Isto não é um poema

Passei o último fim de semana em casa.
Passei o último fim de semana me drogando no sofá da sala.
Passei o último fim de semana desejando segurar gentilmente a tua cabeça enquanto a bato repetidas vezes contra uma pedra até que você perca a consciência.

Eu não tenho me alimentado muito bem.
Eu tenho oscilado entre momentos de alegria extasiante e dores agudas no coração figurativo.
Meu ombro também tem doído bastante.
Por que você tinha que ir embora?
A gente tinha tanta coisa pra fazer.

Às vezes eu vou te ver sorrir nas fotos do facebook.
Nessas horas eu imagino o sangue da tua cabeça e escorrendo pela pedra.
Eu vejo ele esguichando na minha perna.
E me perco imaginando teus olhos revirando à medida que o sangue se esvai.
Cê tenta segurar meu braço, tenta falar... Mas já está muito fraca.
Aí você morre.
E eu te dou um beijo de despedida.

Isso não é um poema.

A lua, mais uma vez, nasce no céu da floresta escura.
A nascente do rio, contínua, verte água límpida e fresca.
E cá estou eu, bêbada, como sempre.
Nua, como tem que ser.
E com uma enorme vontade de enfiar as unhas no pescoço de um homem e comer crua a sua traqueia, temperada com sangue e cominho. 


É uma coisa bem engraçada que quando eu desço as ruelas do Pelourinho pela manhã, a caminho do trabalho, quase sempre tenho a impressão que sou uma personagem não-escrita de Álvares de Azevedo saindo da casa de alguém da nobreza depois de uma noite de orgia .

Me agradam temas como a morte, o sexo e a embriaguez.
Me agrada o gozo.
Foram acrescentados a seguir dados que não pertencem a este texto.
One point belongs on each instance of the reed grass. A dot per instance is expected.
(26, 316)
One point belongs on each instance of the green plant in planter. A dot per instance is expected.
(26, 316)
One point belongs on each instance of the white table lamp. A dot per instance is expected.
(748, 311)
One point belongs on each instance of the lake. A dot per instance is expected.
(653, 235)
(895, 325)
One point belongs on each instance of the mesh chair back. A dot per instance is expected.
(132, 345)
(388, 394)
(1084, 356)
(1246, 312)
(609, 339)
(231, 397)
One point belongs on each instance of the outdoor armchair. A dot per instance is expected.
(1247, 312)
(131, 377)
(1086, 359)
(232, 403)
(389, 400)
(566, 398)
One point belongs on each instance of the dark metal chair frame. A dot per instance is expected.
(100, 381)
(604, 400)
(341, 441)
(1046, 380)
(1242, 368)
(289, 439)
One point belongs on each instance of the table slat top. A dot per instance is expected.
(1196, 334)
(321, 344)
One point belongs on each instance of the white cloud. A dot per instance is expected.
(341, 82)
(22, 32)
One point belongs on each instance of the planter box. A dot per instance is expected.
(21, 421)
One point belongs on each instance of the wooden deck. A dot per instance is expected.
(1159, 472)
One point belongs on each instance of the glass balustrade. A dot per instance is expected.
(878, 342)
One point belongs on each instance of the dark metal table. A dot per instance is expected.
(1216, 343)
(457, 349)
Me agrada o sangue. Me agrada o que é lânguido..
Me fascina a faca enfiada na carne. Me encanta a frieza de um corpo sem vida.

Sim, toda essa morbidez me faz feliz.

provocação

ele disse que ossos, carne e sangue significam vida.
Então sobre o que falarei se o que desejo é a morte?
Não, não seja tolo, não desejo morrer. Desejo a morte.
Desejo o limite entre o estar vivo e o não estar.
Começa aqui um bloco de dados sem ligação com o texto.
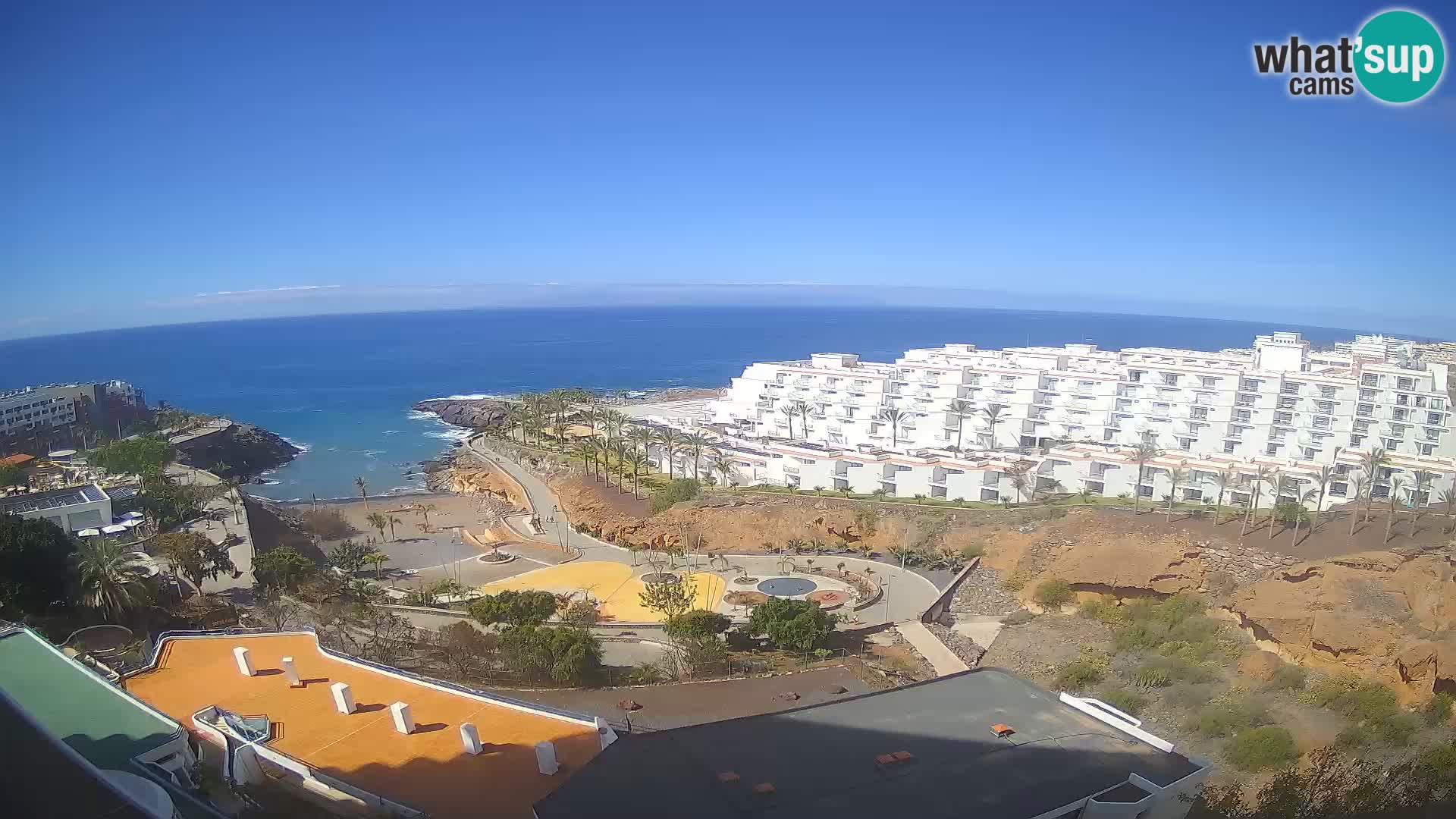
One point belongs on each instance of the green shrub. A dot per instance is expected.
(1288, 678)
(674, 491)
(1266, 746)
(1229, 716)
(1053, 594)
(1125, 700)
(1438, 708)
Não mais sofro a claridade.
Praguejo a luz do dia.
Embriago-me na praças abertas.

E toda essa poesia gótica já me é natural.
Corre nas veias.

Quando desce a noite, não preciso me vestir de preto.
O santo manto negro já está sobre mim.
Vive sobre mim.
Invisível. Invencível.

Brinco com facas.
E não mais preciso me esconder.
Por isso não te matei.
Por que a morte já me é conhecida.
Já consigo enxerga-la em suas formas mais sutis.

Mas permaneça ao meu lado...
Espere por um dos dias em que o café não estiver quente o suficiente,
Ou um dia em que o esmalte que procuro acabar.
Nesse instante de loucura, meu caro,
você verá seu sangue, de forma nada abstrata, escorrer pelas minhas coxas morenas.

Epitáfio

Sabine era uma prostituta. Fazia um oral como ninguém. Sabine era uma francesa negra de olhos atentos e mãos pequenas. Sabine morreu. Ninguém sabe como nem quando. Sabine morreu. Mas era uma ótima prostituta.